Diabetes becomes epidemic in worldwide countries. Diabetes Canada indicated that 30% of adults in Manitoba are diabetes or prediabetes. Nine out of ten diabetic patients are type 2 diabetes (T2D). T2D is characterized by insulin resistance and obesity. Uncontrolled diabetes leads to serious consequences including heart attack, stroke, chronic renal failure, liver failure, blindness and low limb amputation. Most of hypoglycemic medications have certain side effects. Natural foods or nutraceuticals with hypoglycemic potential are expected to provide a safer management for diabetic patients. Saskatoon berry is a popular fruit in Canadian Prairie and Northern states in USA. Previous studies in the investigator's group demonstrated Saskatoon berry (SB) powder attenuated hyperglycemia, hyperlipidemia, insulin resistance, inflammation, liver steatosis and gut dysbiosis in diet-induced insulin resistant mice, a model for T2D. The findings of the glucose and lipid lowering or liver protective effects of SB powder have been supported by another group in Australia in high fat fed rats.
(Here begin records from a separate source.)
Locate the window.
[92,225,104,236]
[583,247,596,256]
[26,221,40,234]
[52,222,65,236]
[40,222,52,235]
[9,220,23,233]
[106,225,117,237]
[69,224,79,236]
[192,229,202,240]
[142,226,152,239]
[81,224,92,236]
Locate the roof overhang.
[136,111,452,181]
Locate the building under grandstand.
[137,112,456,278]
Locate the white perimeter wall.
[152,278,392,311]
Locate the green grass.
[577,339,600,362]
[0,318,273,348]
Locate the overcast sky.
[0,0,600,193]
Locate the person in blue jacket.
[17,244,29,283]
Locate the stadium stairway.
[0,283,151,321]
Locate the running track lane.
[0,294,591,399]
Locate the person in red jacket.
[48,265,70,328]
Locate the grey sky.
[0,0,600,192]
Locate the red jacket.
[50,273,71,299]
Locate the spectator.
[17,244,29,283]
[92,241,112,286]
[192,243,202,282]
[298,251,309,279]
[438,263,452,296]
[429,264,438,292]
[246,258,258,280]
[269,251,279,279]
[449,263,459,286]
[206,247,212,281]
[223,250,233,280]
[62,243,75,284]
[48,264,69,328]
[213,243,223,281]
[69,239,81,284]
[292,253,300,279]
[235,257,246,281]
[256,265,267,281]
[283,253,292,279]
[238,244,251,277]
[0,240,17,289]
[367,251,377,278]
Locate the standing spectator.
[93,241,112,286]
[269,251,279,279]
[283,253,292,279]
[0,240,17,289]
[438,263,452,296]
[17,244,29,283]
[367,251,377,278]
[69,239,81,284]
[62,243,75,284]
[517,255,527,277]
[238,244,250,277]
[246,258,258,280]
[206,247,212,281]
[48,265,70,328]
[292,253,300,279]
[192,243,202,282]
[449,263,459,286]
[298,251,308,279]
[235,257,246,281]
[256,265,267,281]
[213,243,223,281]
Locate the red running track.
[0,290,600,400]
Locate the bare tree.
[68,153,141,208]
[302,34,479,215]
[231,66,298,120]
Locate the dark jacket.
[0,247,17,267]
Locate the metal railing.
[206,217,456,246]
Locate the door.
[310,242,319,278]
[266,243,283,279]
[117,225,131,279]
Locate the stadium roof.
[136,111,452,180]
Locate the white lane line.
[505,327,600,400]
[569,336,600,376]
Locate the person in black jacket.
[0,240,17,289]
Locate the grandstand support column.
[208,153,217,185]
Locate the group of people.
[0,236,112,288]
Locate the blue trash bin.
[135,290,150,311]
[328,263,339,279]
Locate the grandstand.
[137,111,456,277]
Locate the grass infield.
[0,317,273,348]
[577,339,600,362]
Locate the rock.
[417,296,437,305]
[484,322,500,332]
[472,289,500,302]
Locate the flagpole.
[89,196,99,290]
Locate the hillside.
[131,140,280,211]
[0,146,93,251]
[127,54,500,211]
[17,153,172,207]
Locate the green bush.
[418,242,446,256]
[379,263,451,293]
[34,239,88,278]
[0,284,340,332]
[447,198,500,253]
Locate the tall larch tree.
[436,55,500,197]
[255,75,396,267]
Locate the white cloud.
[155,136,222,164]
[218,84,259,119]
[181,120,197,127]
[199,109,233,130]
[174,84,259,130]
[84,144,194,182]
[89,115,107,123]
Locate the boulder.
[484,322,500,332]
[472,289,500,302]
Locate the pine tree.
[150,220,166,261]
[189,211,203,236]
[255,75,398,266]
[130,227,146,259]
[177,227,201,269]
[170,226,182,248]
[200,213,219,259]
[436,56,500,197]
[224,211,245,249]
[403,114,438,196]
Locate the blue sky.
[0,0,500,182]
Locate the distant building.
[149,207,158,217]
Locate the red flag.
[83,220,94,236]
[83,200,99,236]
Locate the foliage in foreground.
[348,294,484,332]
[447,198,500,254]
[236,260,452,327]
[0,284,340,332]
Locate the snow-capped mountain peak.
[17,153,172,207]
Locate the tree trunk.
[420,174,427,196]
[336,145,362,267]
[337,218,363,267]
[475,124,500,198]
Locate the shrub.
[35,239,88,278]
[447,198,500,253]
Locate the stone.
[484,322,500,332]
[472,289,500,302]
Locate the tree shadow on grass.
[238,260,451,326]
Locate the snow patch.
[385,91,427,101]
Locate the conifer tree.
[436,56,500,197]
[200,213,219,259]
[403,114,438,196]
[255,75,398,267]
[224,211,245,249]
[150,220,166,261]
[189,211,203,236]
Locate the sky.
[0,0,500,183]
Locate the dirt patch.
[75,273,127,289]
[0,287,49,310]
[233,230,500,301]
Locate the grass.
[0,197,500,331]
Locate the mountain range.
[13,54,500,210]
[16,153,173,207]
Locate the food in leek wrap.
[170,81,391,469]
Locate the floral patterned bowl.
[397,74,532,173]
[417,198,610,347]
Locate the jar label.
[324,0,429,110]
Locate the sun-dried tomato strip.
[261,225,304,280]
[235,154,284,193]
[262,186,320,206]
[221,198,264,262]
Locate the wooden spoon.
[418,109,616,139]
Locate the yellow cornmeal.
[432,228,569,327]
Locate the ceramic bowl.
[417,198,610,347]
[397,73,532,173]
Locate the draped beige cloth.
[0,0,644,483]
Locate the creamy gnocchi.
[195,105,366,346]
Preliminary studies by the investigators in 20 healthy subjects demonstrated that dried whole SB (40 g/day for 10 weeks) significantly reduced fasting plasma glucose, total and LDL-cholesterol, systolic blood pressure, and increased plasma glucagon-like peptide compared to baseline, which was associated with increased intake of total fiber and decreased intake of saturated fat. The changes in metabolic and vascular variables significantly correlated with the alterations in gut microbiota The combination of findings suggest that SB is good candidate of prebiotic functional food as a supplemental remedy for reducing the risk for metabolic syndrome and preventing or managing T2D. The effect of Saskatoon berry and its products on metabolic disorders have not been studied in diabetic subjects. The investigators propose to examine the effects of oral administration of freeze-dried whole SB on glucose metabolism, insulin resistance and gut microbiota in untreated prediabetes and new type 2 diabetic patients compared to a control dried fruit in a randomized controlled trial.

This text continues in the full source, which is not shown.